Solidaritas Warga Sumberwuluh, Kerja Bakti Bersama di Rumah Korban Pohon Tumbang

  • Nov 14, 2024
  • SAMSUL ARIFIN

Pada Kamis, 14 November 2024, masyarakat Desa Sumberwuluh bersama perangkat desa dan Tim Desa Tanggap Bencana (Destana) mengadakan kegiatan kerja bakti di rumah warga yang terdampak bencana angin kencang dan pohon tumbang pada hari sebelumnya. Bencana tersebut mengakibatkan kerusakan cukup parah di beberapa rumah warga, termasuk rumah milik Tije dan Suliha di Dusun Kebonagung dan Dusun Krajan.

Kerja bakti dimulai pukul 06.30 WIB ,Kepala Desa Sumberwuluh Pak Sulhan yang juga turut hadir dan memberikan pengarahan. Dalam sambutannya, Pak Sulhan menyampaikan rasa prihatin dan dukungan terhadap para korban yang terdampak. “Hari ini kita bersama-sama turun langsung membantu warga yang terkena musibah. Ini adalah bentuk kepedulian dan solidaritas kita sebagai warga Desa Sumberwuluh,” ujarnya. Ia menambahkan bahwa kegiatan kerja bakti ini diharapkan dapat mempercepat pemulihan rumah-rumah yang rusak dan mengurangi beban korban.

Destana Desa Sumberwuluh yang selalu siap siaga dalam menghadapi situasi darurat turut mengoordinasi dan membantu jalannya kegiatan. Mereka membantu menebang sisa-sisa pohon yang masih berpotensi membahayakan, membersihkan reruntuhan pohon, serta memperbaiki bagian rumah yang rusak bersama masyarakat setempat.

Di rumah Tije, warga dan Tim Destana bahu-membahu memperbaiki dapur yang rusak akibat tertimpa pohon jati yang tumbang. Mereka mengangkat batang pohon yang menimpa bangunan dapur dan membangun kembali bagian yang roboh. Selain itu, kandang ternak yang juga rusak mulai diperbaiki agar hewan ternak dapat kembali ditempatkan dengan aman.

Di rumah Suliha, kegiatan yang dilakukan meliputi pembersihan bagian pagar dan atap rumah yang rusak. Sejumlah warga membantu memperbaiki kerangka atap rumah yang rusak, sementara yang lain membersihkan sisa-sisa kayu dan ranting dari pohon yang tumbang. Dalam kegiatan ini, Suliha mengungkapkan rasa terima kasih kepada warga dan tim yang terlibat. “Kami sangat terbantu dengan kerja bakti ini.
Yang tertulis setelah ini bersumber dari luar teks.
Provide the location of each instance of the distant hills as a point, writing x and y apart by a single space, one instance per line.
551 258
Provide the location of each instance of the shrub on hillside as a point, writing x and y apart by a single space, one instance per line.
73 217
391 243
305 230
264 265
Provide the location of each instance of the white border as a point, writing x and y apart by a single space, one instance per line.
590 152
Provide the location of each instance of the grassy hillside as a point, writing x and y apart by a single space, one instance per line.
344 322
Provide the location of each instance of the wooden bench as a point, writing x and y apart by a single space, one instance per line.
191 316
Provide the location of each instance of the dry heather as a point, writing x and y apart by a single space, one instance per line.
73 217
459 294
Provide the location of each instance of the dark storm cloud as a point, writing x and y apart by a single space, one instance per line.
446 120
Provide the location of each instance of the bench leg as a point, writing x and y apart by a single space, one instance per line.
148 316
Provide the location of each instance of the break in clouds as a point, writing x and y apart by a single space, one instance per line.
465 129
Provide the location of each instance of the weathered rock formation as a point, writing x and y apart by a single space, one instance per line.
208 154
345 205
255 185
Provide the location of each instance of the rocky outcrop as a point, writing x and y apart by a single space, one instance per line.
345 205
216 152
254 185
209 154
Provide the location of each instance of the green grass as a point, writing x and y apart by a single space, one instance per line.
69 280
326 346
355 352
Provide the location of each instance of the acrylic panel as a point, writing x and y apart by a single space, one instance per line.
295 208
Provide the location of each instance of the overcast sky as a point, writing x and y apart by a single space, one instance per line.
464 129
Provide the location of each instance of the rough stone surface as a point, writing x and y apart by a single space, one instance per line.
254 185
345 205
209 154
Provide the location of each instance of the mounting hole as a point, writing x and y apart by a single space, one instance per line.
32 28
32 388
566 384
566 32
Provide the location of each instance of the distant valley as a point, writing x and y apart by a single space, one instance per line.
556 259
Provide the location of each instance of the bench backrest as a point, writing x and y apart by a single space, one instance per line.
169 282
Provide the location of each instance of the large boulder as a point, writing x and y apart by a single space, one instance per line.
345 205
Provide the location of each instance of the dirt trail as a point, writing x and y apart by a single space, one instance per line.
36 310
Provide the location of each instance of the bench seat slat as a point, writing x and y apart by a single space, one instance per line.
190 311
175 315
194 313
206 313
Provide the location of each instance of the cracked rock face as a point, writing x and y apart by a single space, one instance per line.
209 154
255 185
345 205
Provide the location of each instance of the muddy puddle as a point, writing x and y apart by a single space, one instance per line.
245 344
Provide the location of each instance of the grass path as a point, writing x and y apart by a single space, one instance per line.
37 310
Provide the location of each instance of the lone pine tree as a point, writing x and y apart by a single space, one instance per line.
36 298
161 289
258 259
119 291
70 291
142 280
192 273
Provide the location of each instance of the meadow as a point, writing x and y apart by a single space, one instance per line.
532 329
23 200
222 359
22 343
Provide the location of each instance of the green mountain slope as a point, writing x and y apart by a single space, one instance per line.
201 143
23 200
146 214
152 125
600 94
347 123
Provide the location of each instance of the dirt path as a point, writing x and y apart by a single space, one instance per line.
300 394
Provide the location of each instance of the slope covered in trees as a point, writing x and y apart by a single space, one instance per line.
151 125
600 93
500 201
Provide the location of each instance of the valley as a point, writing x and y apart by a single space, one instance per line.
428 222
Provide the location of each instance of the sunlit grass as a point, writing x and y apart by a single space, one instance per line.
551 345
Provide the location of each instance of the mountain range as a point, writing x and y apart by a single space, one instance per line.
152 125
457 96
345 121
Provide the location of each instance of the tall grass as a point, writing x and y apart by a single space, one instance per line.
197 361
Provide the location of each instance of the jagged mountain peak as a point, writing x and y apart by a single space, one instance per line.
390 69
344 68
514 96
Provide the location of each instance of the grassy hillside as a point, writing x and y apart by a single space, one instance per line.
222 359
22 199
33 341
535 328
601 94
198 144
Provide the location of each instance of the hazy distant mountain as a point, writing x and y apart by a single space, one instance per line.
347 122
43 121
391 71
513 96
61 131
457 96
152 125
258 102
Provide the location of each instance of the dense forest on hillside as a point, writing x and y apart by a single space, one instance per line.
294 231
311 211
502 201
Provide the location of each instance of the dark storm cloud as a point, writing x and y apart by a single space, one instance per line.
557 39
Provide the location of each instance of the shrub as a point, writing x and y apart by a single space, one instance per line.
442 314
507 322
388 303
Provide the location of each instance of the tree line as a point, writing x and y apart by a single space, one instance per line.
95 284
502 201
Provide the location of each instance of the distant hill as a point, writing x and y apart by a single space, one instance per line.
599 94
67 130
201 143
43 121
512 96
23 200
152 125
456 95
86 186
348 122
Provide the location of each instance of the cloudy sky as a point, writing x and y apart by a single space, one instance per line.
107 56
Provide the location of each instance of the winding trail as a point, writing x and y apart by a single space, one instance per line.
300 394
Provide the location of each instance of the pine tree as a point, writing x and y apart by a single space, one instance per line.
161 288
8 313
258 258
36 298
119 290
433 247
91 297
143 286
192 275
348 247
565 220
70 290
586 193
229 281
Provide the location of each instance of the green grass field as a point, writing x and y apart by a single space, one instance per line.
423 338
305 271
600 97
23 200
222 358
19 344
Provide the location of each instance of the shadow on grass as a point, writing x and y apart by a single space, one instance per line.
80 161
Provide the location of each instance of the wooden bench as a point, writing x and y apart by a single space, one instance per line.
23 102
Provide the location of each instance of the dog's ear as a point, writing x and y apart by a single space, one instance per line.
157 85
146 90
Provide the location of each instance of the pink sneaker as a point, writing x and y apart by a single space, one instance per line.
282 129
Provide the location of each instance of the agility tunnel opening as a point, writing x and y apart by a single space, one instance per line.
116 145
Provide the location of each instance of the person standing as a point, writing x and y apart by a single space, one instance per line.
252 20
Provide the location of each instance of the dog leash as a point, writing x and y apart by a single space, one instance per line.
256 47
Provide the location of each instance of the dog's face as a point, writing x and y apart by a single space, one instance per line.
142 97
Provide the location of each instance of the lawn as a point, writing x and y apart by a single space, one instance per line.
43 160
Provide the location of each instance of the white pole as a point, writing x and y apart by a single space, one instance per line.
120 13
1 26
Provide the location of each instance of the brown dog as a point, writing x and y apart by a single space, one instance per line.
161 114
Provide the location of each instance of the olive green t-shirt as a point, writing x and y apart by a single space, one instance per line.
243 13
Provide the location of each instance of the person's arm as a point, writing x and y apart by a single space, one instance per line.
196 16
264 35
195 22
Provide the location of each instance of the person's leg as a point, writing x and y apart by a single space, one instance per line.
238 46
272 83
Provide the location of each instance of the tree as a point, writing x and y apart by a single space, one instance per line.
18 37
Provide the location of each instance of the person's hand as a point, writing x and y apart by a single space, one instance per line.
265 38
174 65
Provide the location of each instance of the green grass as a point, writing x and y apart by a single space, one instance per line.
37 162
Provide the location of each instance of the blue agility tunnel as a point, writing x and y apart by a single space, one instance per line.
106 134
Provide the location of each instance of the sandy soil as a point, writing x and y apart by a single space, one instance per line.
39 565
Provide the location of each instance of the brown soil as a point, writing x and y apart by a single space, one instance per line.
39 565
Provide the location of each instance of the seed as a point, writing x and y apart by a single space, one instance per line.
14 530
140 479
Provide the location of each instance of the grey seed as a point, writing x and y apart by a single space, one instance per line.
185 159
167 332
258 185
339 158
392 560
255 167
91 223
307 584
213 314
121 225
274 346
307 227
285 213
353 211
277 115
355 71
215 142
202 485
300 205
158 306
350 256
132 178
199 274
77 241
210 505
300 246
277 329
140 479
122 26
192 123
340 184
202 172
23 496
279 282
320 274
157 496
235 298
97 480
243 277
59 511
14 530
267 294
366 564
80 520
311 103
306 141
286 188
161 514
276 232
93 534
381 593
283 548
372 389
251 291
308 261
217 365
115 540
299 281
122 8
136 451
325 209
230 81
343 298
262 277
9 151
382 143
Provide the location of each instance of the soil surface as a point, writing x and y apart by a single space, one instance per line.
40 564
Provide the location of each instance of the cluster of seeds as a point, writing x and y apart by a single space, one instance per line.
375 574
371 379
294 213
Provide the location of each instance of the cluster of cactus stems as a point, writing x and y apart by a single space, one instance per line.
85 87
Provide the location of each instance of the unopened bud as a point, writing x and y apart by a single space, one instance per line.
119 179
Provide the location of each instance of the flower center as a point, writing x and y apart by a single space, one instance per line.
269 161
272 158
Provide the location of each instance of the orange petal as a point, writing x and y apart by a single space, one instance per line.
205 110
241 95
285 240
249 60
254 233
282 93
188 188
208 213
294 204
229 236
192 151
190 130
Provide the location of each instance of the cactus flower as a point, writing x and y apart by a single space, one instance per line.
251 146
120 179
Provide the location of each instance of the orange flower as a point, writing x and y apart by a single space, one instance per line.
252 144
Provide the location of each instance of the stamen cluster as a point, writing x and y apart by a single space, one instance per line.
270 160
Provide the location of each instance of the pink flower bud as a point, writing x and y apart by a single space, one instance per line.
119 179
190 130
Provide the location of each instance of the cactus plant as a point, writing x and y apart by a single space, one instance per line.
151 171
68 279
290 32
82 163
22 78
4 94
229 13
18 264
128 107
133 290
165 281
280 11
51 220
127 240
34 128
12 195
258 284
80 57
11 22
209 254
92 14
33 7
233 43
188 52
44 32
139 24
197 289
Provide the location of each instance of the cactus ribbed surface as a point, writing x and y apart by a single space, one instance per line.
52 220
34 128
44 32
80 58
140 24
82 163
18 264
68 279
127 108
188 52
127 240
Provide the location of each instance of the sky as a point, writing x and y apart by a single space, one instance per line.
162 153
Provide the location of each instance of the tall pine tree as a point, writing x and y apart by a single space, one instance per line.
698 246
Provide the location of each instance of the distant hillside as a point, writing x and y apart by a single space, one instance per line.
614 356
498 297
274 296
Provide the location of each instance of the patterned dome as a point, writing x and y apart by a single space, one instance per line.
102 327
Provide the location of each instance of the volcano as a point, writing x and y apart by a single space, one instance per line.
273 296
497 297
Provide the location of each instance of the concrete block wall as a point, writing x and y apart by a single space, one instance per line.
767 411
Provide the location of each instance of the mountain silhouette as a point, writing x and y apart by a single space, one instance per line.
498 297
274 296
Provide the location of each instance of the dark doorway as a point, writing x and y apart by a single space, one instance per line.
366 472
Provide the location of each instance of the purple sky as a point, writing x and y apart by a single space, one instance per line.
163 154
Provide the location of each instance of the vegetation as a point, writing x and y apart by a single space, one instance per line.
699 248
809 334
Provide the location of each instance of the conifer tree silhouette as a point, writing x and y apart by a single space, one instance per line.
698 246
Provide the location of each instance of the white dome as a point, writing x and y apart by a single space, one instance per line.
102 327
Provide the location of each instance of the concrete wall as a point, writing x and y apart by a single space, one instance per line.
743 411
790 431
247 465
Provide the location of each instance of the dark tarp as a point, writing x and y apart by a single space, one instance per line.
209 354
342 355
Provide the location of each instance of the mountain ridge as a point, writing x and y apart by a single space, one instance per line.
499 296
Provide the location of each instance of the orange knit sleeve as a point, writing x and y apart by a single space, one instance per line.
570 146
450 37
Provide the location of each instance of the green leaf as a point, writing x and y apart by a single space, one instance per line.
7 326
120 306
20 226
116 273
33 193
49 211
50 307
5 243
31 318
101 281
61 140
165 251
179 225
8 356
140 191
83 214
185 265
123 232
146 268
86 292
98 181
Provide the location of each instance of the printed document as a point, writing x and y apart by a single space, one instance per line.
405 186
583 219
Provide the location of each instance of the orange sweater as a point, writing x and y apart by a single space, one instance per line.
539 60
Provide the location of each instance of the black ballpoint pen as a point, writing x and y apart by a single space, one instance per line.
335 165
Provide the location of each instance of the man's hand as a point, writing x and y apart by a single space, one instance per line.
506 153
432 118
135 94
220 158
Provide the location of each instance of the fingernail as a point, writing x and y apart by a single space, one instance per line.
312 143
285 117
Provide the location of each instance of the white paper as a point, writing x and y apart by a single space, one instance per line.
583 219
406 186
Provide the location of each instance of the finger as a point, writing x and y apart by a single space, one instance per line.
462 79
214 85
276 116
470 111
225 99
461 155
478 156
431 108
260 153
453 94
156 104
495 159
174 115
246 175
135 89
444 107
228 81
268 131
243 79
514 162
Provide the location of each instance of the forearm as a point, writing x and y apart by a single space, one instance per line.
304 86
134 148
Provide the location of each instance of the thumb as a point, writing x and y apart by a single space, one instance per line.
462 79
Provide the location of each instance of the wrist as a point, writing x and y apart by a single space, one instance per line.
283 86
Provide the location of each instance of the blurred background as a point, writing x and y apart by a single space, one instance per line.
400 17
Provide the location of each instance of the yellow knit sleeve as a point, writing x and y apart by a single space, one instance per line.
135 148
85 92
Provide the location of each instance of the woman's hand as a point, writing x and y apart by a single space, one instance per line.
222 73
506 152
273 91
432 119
Alhamdulillah, berkat gotong-royong, rumah kami bisa segera diperbaiki,” ujarnya.

Selama kegiatan kerja bakti, beberapa warga lainnya juga turut memberikan bantuan berupa makanan dan minuman bagi para peserta. Kebersamaan dan gotong-royong antarwarga tampak sangat terasa, menunjukkan kepedulian tinggi antar sesama dalam menghadapi musibah.

Cak Sul, yang turut aktif dalam kerja bakti ini, mengapresiasi semangat warga yang terlibat. Ia juga mengimbau agar masyarakat terus meningkatkan kewaspadaan mengingat cuaca yang sering berubah-ubah dan berpotensi menimbulkan bencana alam serupa. “Mari kita jaga kekompakan dan kebersamaan ini. Semoga dengan adanya kegiatan seperti ini, masyarakat semakin siap dan siaga menghadapi situasi darurat,” kata Cak Sul.

Kerja bakti berakhir pada sore hari dengan sebagian besar kerusakan sudah tertangani. Tim Destana dan perangkat desa akan terus memantau situasi dan melakukan evaluasi bersama warga untuk mengantisipasi kejadian serupa di masa depan. Keberhasilan kegiatan ini menegaskan pentingnya gotong-royong dan solidaritas masyarakat dalam membantu sesama, terutama saat bencana terjadi.